How can one design single experiments which will provide enough information to permit a decision to be made concerning the existence of biologically significant molecules? Life has become very difficult to define in just a few words. The highest form of life on Earth, man, is a collection of very complex molecules having certain life-like properties associated with them. At the other end of the scale are the many types of simple chemical substances—sugars for example—which are obviously not alive. Further, somewhere between the two extremes are systems which are sometimes “alive” and sometimes not: the viruses.

So, we may look for a substance or property which is common to all life. One measurable property which has consistently been found in all living systems is optical rotation. A substance is said to possess optical activity when a “flat ribbon,” or plane wave, of light (polarized) passing through this substance is twisted, or rotated, so that the flat ribbon of light emerges in a new plane.

This ability to rotate the plane of polarized light is associated with molecular structure in a unique manner, just as the absorption spectroscopic characteristics are unique. Not all materials are capable of rotating the plane of polarized light; however, nucleic acids, proteins, and carbohydrates, all associated with life, do.

To measure the ability of a substance to rotate plane polarized light, it is necessary to place the substance between two polarizing filters. Plane polarized light passes through the substance into the second filter, which has been rotated so that no light can penetrate. Now, if the natural material can cause the plane ray to twist, some light will begin to leak through the second, or analyzer, filter. To restore the initial condition of the incident light leak, the analyzer must be rotated through a certain angle. The extent to which the analyzer is rotated is the measure of net optical rotation. Figure


Figure 12.—Optical system for optical-rotatory device.

12 shows the general layout of the optical component of the optical rotation device.

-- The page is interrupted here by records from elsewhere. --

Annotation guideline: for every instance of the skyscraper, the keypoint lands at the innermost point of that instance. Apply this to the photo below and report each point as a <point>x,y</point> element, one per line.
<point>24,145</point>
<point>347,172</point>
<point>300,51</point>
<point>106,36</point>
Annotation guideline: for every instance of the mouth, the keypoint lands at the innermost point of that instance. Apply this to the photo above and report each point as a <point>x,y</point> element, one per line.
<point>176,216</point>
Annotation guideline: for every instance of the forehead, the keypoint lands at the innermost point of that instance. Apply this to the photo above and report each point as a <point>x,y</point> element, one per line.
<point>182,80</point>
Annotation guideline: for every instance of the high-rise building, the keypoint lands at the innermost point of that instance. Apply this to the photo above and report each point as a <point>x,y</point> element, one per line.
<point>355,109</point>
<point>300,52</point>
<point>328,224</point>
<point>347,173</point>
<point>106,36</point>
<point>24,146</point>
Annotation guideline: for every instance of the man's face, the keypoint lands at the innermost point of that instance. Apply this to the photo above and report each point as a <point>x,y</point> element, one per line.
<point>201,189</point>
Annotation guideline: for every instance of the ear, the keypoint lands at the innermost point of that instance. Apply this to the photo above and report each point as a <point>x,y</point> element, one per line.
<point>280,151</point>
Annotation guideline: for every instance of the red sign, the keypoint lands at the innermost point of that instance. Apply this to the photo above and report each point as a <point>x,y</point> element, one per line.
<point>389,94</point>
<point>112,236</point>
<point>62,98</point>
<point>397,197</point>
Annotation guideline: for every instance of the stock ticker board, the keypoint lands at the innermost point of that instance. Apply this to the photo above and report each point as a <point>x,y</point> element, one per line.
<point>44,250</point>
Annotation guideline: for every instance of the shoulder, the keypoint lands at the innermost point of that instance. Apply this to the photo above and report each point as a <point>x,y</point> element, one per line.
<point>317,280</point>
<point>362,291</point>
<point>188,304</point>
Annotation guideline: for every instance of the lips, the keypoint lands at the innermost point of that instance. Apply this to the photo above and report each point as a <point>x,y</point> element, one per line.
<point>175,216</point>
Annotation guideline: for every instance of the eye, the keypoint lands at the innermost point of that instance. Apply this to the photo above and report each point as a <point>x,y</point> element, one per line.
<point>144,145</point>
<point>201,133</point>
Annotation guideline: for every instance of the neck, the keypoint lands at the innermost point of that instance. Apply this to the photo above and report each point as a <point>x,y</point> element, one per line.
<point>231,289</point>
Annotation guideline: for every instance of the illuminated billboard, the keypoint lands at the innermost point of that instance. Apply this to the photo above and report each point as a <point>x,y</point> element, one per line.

An important feature of optical rotation is that it is thousands of times more sensitive near a spectroscopic absorption band of the substance than at wavelengths removed from it. Such biological molecules as nucleic acids and aromatic amino acids maximally absorb in the 2600 Å and 2800 Å regions, respectively. Organic compounds formed by chemical synthesis generally consist of mixtures which rotate light in opposite directions and thus neutralize each other. It is a characteristic property of living things to select and synthesize forms which rotate polarized light in one direction.